Мидий же было принято раскладывать на пространном жестяном противне над огнем и ждать, когда они раскроются. Потом при помощи специальных щипцов из раковин извлекали розовые недра, высушивали их на чугунных решетках, наподобие тех, которыми ограждают корни, комелья ли растущих посреди мостовой деревьев, и употребляли в аптечном производстве. Мыловаренном производстве. Свечном производстве. На аптечном фронте...
Рассказывали, что за полетом и гибелью пилота Межибовски наблюдали присутствовавшие в это время на мосту члены императорской фамилии, а также представители германского посольства. При этом одна из великих княжон даже помахала авиатору платком, что скорее всего и вдохновило его на совершение повторного трюка, завершившегося, к сожалению, столь трагически.
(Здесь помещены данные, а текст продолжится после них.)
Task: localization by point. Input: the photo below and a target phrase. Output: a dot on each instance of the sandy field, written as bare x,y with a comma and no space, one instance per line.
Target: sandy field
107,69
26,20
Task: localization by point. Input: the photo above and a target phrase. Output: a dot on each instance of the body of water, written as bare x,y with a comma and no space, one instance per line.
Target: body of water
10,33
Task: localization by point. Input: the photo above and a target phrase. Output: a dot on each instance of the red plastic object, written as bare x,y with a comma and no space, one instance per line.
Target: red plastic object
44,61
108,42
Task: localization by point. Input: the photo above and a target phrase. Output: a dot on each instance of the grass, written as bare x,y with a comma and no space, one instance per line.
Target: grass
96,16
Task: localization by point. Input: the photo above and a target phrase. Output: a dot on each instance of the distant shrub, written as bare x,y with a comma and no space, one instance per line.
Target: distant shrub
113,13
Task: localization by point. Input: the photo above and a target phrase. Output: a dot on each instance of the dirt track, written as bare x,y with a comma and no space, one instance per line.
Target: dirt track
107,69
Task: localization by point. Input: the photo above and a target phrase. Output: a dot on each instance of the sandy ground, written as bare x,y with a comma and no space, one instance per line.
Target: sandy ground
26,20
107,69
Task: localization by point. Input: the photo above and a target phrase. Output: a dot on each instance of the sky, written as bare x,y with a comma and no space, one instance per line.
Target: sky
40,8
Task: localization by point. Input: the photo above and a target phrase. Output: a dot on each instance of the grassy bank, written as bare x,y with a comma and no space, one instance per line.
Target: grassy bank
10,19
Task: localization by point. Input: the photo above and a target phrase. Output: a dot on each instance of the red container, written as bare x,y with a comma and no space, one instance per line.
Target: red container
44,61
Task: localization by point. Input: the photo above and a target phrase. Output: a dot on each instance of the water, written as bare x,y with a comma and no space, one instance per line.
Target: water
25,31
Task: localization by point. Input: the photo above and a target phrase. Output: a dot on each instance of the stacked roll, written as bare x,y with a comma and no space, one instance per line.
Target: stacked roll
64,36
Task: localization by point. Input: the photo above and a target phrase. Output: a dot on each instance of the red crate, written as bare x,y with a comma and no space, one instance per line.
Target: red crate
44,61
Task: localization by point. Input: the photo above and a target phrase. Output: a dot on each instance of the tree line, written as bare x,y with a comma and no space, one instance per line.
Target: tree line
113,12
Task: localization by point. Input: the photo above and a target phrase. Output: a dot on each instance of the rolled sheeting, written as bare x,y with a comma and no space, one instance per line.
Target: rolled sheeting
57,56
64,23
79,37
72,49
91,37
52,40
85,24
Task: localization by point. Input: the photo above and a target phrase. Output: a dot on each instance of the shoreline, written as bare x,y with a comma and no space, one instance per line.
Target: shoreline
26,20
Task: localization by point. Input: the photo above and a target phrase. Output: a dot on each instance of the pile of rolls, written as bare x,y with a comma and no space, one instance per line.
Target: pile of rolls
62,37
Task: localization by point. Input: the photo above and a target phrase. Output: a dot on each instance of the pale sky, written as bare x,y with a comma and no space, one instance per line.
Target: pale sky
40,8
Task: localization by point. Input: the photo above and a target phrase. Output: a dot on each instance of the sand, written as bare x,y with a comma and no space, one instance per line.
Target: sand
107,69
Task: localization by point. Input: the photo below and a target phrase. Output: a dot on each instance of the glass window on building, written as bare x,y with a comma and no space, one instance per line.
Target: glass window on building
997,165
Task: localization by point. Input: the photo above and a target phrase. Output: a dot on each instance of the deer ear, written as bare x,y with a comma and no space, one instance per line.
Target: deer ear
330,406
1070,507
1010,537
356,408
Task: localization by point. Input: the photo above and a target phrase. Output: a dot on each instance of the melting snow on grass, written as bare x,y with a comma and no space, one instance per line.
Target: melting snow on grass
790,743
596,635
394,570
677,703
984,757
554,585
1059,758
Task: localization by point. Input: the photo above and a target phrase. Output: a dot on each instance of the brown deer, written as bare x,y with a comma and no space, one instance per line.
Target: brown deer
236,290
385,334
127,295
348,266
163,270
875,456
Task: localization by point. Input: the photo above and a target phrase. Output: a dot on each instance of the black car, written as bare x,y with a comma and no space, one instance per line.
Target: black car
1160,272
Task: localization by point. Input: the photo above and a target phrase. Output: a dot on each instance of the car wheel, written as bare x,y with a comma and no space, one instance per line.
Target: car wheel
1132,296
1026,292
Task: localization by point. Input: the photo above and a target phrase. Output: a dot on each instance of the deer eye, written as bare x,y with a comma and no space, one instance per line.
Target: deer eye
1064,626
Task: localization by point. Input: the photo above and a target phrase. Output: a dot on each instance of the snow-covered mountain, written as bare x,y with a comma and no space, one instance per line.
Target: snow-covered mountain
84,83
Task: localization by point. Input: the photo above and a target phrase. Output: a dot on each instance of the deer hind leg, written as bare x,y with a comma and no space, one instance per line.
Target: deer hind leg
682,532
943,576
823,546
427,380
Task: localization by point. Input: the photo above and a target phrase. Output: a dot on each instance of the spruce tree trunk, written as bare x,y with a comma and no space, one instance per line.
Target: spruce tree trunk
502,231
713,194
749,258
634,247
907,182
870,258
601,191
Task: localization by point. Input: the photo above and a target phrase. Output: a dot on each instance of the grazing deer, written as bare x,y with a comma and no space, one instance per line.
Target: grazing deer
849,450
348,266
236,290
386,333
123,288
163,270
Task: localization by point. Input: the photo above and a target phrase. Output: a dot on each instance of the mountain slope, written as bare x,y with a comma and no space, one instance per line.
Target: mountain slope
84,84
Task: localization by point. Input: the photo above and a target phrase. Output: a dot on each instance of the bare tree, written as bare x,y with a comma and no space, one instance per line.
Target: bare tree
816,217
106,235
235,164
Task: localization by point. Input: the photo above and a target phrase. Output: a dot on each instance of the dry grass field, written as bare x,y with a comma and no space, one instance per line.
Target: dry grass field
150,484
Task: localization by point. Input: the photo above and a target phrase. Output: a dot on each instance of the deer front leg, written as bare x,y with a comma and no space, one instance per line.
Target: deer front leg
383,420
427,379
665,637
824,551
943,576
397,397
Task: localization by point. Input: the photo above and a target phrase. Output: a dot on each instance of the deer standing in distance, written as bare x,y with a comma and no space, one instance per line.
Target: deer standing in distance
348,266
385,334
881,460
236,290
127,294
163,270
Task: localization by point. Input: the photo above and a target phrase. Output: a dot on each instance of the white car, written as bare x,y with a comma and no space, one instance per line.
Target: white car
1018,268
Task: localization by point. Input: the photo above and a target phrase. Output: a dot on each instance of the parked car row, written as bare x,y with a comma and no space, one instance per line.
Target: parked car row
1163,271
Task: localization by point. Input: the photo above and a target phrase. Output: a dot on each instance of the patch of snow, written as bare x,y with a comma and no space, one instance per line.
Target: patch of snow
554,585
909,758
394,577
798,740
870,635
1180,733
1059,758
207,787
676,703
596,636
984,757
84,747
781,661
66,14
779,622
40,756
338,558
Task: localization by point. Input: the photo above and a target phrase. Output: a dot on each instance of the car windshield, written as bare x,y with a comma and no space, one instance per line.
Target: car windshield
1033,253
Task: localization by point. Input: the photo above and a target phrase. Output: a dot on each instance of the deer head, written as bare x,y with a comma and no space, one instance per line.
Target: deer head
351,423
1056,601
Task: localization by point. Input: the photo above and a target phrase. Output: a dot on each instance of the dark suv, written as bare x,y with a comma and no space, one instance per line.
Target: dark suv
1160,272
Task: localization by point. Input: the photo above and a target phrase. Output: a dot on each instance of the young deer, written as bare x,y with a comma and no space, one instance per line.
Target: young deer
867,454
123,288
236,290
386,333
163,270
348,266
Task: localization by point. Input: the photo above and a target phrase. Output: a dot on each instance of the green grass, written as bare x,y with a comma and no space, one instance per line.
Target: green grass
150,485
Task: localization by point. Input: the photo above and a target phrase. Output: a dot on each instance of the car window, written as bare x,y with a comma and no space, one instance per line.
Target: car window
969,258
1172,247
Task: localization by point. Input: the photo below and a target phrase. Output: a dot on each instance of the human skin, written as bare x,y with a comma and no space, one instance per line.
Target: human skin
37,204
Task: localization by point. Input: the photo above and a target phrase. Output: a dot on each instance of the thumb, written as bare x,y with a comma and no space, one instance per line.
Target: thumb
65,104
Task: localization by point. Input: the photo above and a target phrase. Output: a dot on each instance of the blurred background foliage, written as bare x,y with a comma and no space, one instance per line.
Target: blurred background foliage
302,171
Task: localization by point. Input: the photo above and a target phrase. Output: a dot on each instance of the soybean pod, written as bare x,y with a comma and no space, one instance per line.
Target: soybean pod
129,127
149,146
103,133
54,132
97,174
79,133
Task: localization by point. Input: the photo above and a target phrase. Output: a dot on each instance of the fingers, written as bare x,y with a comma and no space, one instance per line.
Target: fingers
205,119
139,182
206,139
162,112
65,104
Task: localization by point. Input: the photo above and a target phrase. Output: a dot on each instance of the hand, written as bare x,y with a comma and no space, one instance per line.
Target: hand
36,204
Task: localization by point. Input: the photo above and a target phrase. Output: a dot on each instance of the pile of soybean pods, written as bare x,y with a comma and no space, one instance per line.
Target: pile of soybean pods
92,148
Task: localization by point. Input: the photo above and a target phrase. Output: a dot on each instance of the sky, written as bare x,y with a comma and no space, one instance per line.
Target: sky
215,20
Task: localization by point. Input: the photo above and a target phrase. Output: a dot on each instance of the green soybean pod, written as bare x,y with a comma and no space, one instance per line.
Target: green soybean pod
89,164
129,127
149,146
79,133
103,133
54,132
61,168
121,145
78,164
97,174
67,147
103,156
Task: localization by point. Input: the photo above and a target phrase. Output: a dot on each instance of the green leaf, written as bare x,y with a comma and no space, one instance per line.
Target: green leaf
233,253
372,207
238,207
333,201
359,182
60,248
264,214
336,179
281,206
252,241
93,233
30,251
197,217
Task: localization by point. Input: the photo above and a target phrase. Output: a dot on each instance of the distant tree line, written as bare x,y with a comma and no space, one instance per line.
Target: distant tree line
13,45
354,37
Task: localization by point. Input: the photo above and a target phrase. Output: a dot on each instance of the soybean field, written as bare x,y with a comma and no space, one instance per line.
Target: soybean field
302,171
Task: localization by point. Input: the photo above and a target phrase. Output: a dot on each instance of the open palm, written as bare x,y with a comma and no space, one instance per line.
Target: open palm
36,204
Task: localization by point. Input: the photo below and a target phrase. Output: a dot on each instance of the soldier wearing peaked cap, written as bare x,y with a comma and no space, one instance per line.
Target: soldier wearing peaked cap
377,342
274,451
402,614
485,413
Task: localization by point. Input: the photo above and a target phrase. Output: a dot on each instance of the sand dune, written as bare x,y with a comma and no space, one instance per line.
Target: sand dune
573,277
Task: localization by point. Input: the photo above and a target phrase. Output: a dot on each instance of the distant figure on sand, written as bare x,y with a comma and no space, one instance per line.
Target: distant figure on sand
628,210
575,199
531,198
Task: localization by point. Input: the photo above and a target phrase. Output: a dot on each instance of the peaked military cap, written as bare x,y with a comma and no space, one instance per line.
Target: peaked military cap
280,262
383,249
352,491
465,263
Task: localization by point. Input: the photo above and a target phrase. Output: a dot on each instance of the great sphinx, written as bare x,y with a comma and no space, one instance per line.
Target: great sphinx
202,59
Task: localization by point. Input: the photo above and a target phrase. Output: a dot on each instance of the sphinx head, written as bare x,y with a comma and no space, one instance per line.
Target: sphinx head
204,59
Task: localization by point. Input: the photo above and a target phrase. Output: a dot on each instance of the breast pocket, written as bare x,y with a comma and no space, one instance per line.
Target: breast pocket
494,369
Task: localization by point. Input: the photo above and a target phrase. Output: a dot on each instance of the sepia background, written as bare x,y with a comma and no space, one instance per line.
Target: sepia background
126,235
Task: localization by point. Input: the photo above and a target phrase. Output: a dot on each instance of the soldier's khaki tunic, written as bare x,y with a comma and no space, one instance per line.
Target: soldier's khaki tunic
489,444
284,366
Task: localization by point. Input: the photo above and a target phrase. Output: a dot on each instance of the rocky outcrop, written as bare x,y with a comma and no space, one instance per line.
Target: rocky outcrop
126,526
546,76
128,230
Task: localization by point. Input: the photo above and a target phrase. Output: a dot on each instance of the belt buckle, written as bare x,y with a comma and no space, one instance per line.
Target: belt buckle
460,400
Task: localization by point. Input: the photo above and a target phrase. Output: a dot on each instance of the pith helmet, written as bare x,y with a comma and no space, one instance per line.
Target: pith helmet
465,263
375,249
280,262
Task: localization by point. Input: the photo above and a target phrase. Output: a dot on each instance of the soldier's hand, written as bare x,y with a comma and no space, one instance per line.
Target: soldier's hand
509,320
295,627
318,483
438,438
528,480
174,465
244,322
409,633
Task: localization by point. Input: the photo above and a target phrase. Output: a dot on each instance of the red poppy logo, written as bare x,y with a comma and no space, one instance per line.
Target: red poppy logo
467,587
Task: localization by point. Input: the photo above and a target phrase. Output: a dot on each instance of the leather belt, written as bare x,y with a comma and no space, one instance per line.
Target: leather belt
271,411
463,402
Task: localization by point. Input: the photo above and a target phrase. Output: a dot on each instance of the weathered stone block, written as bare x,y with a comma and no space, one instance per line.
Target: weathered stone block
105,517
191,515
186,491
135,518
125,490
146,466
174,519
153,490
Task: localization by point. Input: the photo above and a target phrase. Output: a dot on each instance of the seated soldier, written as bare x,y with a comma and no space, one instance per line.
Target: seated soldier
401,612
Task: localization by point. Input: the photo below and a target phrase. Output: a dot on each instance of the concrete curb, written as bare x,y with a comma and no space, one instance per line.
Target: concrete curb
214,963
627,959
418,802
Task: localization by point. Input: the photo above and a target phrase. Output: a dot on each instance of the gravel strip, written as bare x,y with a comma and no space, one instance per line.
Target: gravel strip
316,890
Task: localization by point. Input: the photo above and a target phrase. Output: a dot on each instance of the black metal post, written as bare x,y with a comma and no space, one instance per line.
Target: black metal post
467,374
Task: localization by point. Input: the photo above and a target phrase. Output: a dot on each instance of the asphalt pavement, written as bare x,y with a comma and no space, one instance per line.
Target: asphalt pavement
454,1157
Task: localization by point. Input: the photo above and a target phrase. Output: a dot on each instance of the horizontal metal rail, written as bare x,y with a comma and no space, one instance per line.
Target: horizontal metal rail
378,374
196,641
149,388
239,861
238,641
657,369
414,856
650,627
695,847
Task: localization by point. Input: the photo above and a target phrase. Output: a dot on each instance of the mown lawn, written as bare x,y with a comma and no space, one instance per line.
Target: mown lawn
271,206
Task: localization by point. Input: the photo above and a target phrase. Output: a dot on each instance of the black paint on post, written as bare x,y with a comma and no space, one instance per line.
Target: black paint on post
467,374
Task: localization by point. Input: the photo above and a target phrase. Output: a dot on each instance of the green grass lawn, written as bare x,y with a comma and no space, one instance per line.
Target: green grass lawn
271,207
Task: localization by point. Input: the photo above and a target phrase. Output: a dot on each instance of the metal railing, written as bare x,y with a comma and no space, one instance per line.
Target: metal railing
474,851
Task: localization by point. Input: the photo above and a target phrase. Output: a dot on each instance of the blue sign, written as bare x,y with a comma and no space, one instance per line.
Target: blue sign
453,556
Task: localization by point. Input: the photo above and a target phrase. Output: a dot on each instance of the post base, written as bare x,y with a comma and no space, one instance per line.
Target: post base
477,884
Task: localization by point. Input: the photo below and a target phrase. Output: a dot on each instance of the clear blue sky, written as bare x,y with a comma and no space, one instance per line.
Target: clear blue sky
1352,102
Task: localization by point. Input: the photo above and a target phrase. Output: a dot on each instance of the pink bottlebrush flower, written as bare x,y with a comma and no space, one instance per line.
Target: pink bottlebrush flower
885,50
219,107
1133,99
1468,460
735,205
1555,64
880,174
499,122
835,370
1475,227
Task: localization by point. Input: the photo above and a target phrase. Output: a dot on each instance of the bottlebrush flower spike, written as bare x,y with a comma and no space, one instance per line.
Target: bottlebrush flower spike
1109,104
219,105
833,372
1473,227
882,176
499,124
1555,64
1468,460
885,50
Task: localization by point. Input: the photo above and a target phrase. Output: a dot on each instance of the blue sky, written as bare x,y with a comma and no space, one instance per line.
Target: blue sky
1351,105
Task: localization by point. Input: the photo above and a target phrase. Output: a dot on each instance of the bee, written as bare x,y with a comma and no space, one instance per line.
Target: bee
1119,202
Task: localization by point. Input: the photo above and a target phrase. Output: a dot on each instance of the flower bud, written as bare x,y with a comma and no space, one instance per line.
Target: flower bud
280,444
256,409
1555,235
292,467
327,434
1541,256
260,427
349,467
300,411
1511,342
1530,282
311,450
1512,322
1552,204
Слава Богу, сам взрыв произошел уже собственно под мостом, и никто из высочайших особ и высокопоставленных зрителей не имел ни малейшей возможности пострадать.
Останки пилота Юнгвальда Межибовски с соблюдением всех воинских почестей были преданы земле на лютеранском кладбище.
Вскоре началась война, и мост кайзера Вильгельма был переименован в Большой Каменный мост. Со стороны залива это циклопическое сооружение вполне могло напоминать многоярусный римский виадук, по которому в сторону центра бесконечной вереницей шли тяжелые армейские грузовики с включенными фарами.
Трамвай остановился на переезде, пропуская автоколонну.
Репетиция парада.
Манеж остро, пронзительно, до судорог слюдяной искривленной перегородки в носу, пахнет свежими опилками.
Опиум сохраняется во флаконе из толстого, зеленого, с воздушными пузырьками внутри стекла.
Увеличительное стекло.
Тигль со срезанным с мизинца ногтем и прядью человеческих волос запаян.
Электрические лампы вспыхивают одна за другой.
Старинной постройки помещение бывшего конногвардейского манежа заполняется мягким, чуть чадящим густо смазанными солидолом фитилями светом.